Could the calipers be stuck?? On one side??


----------



## ukrkoz (Dec 31, 2010)

Pull to the side=sticky caliper or clogged line. 

Shine flash light at rotors. Is any one of them blue-ish or brown-ish looking? Signs of over heating.


----------



## bostonwindows30 (Jan 23, 2013)

Gotcha so sounds like I need to replace calipers


----------



## Midwest Man (Feb 12, 2014)

bostonwindows30 said:


> I have noticed when braking that it pulls to the left, after driving it for a while it seems actually to get better???





bostonwindows30 said:


> Could the calipers be stuck?? On one side??

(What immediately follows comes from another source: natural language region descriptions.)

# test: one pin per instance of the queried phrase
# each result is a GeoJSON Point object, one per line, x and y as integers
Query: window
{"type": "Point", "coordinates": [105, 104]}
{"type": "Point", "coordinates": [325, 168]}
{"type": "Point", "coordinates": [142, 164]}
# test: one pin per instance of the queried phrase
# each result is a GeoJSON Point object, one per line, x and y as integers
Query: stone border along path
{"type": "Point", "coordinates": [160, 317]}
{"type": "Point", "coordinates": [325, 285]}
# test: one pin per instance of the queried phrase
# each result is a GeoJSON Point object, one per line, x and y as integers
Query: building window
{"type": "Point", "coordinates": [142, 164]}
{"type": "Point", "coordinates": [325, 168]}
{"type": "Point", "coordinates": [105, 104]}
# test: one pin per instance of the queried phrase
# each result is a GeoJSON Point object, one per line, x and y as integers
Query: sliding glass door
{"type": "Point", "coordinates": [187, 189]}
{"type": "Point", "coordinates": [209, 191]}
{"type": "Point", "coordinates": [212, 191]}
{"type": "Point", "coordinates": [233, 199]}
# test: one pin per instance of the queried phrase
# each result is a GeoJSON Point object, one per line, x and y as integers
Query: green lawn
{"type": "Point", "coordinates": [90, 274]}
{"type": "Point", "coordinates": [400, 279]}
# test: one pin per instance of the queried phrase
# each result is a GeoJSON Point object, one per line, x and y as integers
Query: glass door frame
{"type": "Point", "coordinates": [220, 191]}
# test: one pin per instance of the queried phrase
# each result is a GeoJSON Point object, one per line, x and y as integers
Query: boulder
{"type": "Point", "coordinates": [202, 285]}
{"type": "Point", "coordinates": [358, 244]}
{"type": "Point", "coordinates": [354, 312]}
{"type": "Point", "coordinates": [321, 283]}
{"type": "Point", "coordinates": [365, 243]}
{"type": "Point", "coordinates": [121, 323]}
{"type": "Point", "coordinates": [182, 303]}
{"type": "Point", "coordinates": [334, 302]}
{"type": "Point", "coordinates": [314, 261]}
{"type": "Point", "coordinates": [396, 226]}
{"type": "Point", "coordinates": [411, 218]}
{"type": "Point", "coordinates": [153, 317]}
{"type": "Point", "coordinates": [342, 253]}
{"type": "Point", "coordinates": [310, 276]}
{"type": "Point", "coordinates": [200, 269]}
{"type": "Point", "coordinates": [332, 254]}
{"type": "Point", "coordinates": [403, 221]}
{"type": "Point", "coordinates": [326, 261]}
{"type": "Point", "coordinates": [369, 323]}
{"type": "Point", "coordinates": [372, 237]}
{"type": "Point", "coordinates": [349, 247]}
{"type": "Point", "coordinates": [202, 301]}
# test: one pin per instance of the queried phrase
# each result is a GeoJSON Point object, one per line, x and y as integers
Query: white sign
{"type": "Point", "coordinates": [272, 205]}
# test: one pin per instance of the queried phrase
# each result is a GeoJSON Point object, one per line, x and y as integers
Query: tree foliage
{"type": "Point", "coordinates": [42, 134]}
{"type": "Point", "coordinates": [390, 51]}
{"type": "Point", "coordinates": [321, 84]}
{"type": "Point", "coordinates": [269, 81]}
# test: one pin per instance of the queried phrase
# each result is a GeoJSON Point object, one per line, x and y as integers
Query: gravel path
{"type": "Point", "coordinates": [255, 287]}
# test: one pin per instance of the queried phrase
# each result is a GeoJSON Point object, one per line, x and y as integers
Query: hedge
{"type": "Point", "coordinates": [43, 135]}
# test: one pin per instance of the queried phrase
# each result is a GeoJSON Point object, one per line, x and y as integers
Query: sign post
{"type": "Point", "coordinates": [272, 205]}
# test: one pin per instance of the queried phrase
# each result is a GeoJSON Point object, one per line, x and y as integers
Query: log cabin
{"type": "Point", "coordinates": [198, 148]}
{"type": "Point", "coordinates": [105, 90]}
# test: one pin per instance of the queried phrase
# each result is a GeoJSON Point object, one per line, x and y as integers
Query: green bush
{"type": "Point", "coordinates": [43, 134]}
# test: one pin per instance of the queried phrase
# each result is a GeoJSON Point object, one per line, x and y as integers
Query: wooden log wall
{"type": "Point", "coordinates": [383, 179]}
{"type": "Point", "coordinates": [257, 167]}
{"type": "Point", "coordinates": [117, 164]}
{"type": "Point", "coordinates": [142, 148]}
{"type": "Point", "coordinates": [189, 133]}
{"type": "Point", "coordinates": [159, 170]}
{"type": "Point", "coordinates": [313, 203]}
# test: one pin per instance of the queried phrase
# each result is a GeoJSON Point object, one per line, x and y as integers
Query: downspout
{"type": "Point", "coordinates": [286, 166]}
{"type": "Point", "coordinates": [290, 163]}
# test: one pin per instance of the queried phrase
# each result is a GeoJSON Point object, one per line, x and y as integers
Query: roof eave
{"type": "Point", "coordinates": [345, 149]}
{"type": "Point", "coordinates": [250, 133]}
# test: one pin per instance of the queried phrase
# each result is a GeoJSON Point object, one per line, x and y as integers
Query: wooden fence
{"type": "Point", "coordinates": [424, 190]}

If you have a sticky caliper..that side will overheat quickly.
I am more apt to think that your other side {wheel} is under braking.
Pads may have not seated yet or you have contamination or the rotor.
Binding is also a possibility...The caliper assembly needs to be able to float proper to pull the caliper..in other words the piston pushes the pad on one side then the caliper floats to apply the other pad.


----------



## Windows on Wash (Aug 30, 2011)

Bleeding lines can be tricky some times. What did you change out in the system?

Does it have ABS?

Did you open the bleed screw prior to pushing the piston back in?


----------



## bostonwindows30 (Jan 23, 2013)

I just bleed brakes, pushed pistons in, and inspected everything, seemed to be a little better no it's not abs brakes but does have some big tires 35"


----------



## Windows on Wash (Aug 30, 2011)

Check the MC.

If you replace it, bench bleed it first.


----------